Today is October 24, and this post is dedicated to our youngest daughter, because it’s her birthday. Today’s Saturday post will replace my regular Sunday snapshot memories this week so that Hubby and I can wish her a special and happy birthday in spite of the miles between NYC where she lives and SLC where we are today.
Vim, the number of years, or how old you’ll turn today, don’t matter; what does is that the lives of our whole family–your father, older sister, and myself when you were born; now those of Ben, Frank, Thomas and little Vimmy who enlarged our family over the years–have been significantly enriched because of your thoughtfulness as well as your inimitable and irreplaceable wit and style.
All the years both you girls were growing up, birthdays were special, just as they are today even though we’re miles apart. All those years ago, on your birthday the focus was on you, the STAR of the family for the day. You got to choose the dinner menu and then you opened your present. More times than not in the earlier years, that menu would have included pizza.

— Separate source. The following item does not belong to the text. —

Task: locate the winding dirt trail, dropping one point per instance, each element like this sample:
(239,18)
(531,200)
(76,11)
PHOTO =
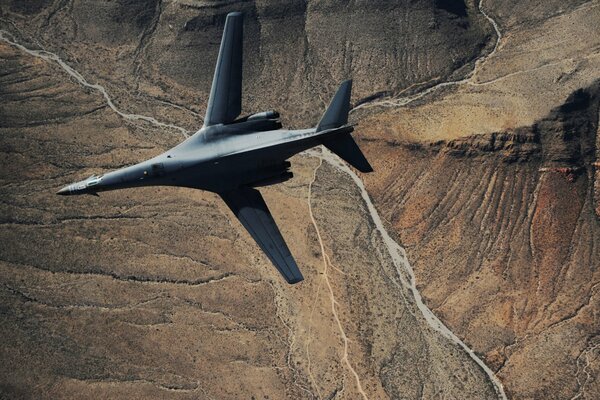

As the years went by and your palate grew more discerning, your menus grew more sophisticated. What never varied, however, was dessert. It was always a home made birthday cake, sometimes with ice cream, sometimes not, and it was always decorated in a theme to reflect whatever was going on in your world at the time, be it a new book you”d discovered or a new sport you were into.
Now that we’re not close enough together by distance to keep up the old birthday cake tradition, we’re digging up some old pictures of cakes from birthdays gone by in hopes you and Ben will enjoy the memories they bring.
Remember this one? I think you were around three or four (looks like four candle places) and your sister looks about eight or nine. That would make me hummmmmm? (What I realize now, looking at this picture, is not only how young I was–about 38–but how horrible my color scheme was those years. I can see I hadn’t reached my maturity in decorating style. Whatever possessed me to paint the room that dastardly pumpkin? I know why I chose the wallpaper though–it was cheeeeeeeeep!)
You weren’t in school yet, but both of you very much into horses, and hobby horses were easy to draw and the color scheme for the cake at least was simple, and good. You would have been in Montessori School had we not moved to Ohio from Connecticut, and because we moved too late (in May) to get you registered in a good pre-school program for September, we gave you a tape recorder that year. It may have seemed a questionable choice for such a young child, but you were already showing your creative streak and used that recorder to tape many “radio” programs with both music and drama. If I could get the tapes transferred to CD, they would be priceless to all of us now.
Here you are a couple of years later, after you’d started school. Isn’t this the year you discovered Emmit the chipmunk (or was it beaver) and Emily? What was the book those characters came from? I think this cake was the result of my trying to duplicate their little home in the forest. I believe I count six candles.
And then, before we knew it, you were seven! You were into the preppy look already with your navy pullover layered over a white knit shirt. You were beginning to have regular hair trims that made your baby fine hair (like mine) look thicker, ever since that horrible day a year before when you and Julie from across the street butchered your bangs in the basement on the very day we were planning to see old friends from Connecticut. On reflection, I know they could see your natural beauty in spite of the bad haircut.
Finally we’ve reached what I see by the number of candles visible, birthday number eight. The cake design came from a book you were reading that year about dragons. I don’t remember much about it other than the cover from which this design was copied. Do you know what it was?
Your school was a trendsetter for liberature-based teaching, and I drove you 9 miles each way to school for five years because I thought that your imagination and story telling gifts would be more nourished there than the country school near our home. I’ve never been sorry and know that it was all worth it. Look at you now, an English PhD–teaching Shakespeare and Renaissance English at a private University in New York–publishing in prestigious journals. Though you missed out on a Montessori beginning as we were able to provide your sister, you did okay!
I’m not exactly sure, but I think it was around this time that you disclosed to me that you didn’t ever want to grow up. You wanted to stay Pop’s and my little girl for the rest of your life.
I don’t know exactly what I answered you, but something on the order that, yes, growing up means taking on responsibility and learning to take care of yourself, but that what age took away in privilege , it gave back tenfold in feeling competent and good about yourself. I hoped you understood that you could do or be anything you wanted in life just as well as a boy could, as we were well into the womens movement that was beginning to change attitudes about what girls could achieve. When you were all grown up, I remember telling you, you’d be able to decide how you wanted things in your life to be and pursue whatever dreams you wanted. As a child there was always someone you needed permission from, even though as parents, we hoped we were guiding you well, and only saying no when no was the right answer. As an adult responsible and answerable to no one by yourself–even though it seemed a daunting thought at the time (I’m sure I didn’t use that word)–being your own person would be worth growing up someday.
So there you are. Although we can’t make this birthday special by being there, or giving you flowers or a real homemade and decorated cake, or a wrapped present, we hope you like this “virtual”, not one, but four birthday cakes and happy times remembered here. Happy birthday across the miles and years.